Didn't a regional B-1900 do pretty much the same thing at ORD a few years ago? They didn't go around, though.
 
"....and penned his letter of resignation to the Training Manager."

That was the rumor at the time Eagle.
 
happened in a UND arrow at an airport about 35 miles from GFK a couple years ago. what's really spectacular about the story is that the solo pilot, a commercial applicant, did another lap in the pattern, did a T&G with the gear down, decided the airplane was airworthy, then flew it back to GFK and landed it without telling anybody what happened.
 
erj-145mech said:
And when Piper first introduced the PA32R series airplanes, they were equipped with landing gear auto extenders. They worked just fine and lowered the hull insurance to boot. Wish some lawyer wouldn't have talked Piper from removing them. Saved a lot of ego's and repair bills.

There was actually a crash in an arrow that led to this being taken off the newer a/c. The plane was flying through some ice and trying to climb out of it. The "pitot" tube that was used for gear extention iced up and dropped the grear. Once the gear is down in an arrow.....well thats pretty much all she wrote!!! Seems like they could have just heated the darn thing!
 
mckpickle said:
There was actually a crash in an arrow that led to this being taken off the newer a/c. The plane was flying through some ice and trying to climb out of it. The "pitot" tube that was used for gear extention iced up and dropped the grear. Once the gear is down in an arrow.....well thats pretty much all she wrote!!! Seems like they could have just heated the darn thing!

The flight school I was at had 2 arrows with the "helping hand" aka automatic gear extension and the pitot tubes on them I believe are heated. Maybe he just forgot to turn on the pitot heat, which is the same switch which activates the pitot tube for the gear on the pilots side of the A/C?
 
PC12Cowboy said:
Flying, So you must have been an Aviator student at ft pierce, I had just finished a time building program when it happened


I more than likely know Flying Illini and maybe you as well Cowboy.
 
Old Frontier landed a 737-200 on the pods in Casper, WY back in the day. They jacked it up, swung the gear, threw on some new cowls parts and were off and running in no time.
 
Gear up prop strike, go-around, land, then TAKE OFF?

I know of a guy who successfully executed a go-around after hitting the runway with the prop and belly of a Piper Comanche.
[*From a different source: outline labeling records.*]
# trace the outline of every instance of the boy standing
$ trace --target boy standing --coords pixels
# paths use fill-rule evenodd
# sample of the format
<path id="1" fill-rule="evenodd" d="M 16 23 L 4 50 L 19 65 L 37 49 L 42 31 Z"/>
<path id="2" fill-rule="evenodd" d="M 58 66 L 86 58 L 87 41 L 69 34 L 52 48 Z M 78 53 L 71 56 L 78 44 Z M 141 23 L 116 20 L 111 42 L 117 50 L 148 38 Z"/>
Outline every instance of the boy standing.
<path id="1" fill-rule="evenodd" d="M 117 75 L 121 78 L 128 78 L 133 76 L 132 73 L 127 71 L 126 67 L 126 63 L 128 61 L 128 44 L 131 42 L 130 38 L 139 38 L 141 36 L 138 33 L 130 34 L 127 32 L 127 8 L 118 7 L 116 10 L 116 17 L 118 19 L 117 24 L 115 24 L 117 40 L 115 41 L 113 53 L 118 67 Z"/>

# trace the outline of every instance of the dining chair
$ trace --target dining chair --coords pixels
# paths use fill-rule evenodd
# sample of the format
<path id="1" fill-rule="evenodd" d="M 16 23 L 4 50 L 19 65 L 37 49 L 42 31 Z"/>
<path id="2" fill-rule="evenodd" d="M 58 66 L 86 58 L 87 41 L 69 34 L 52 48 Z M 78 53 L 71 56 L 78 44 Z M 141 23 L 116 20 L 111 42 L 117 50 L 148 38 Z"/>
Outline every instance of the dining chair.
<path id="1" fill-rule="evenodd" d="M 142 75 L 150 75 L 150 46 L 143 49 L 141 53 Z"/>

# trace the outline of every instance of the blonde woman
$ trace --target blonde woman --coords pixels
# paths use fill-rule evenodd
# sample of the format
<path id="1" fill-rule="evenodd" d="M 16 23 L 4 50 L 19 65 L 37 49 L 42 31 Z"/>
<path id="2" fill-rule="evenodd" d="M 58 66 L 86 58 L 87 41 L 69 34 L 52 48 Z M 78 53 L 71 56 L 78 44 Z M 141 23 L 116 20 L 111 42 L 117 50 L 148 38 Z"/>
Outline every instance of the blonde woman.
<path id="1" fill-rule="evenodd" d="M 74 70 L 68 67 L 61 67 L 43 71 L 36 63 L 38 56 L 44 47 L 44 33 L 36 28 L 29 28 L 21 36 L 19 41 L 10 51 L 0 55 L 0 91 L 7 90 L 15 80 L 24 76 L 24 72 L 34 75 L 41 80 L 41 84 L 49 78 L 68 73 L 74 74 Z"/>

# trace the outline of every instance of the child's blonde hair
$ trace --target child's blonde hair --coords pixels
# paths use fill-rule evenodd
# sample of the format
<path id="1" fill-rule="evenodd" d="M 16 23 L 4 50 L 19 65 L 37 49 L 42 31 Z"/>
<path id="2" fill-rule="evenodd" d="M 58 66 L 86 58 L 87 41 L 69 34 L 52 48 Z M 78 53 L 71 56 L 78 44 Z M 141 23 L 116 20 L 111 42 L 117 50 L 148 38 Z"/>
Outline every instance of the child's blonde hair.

He didn't tell the tower the reason for the abort, but flew a complete pattern and landed on the same runway (the short GA parallel, BTW). After parking at an FBO, he walked into the line office and asked the guy behind the counter to come out to his plane with him, saying that he wanted to ask his advice on something. They looked at the prop, which had several inches of both tips bent about 180 degrees, with significant chunks of metal missing. It was a very windy day and he claimed that a gusty tailwind had picked up his tail and caused a propstrike during his taxi. :rolleyes: Then the transient pilot (I HATE to call him that) asked the lineman, whom he didn't know from Adam, whether he thought "it would be OK to fly home (about 60 nm) that way?" :eek:

After being convinced, with some diffuculty, that it would definitely NOT be OK, he then wanted to know how much it would cost to "fix" and would it be ready in a couple of hours when he returned from the meeting he had flown in for. Oh, by the way, it was a Sunday! I think if you look up "clueless" in the dictionary, there is a picture of this guy! On top of everything else, it turned out to be a borrowed airplane. Not sure whether the owner knew it had been "borrowed" either.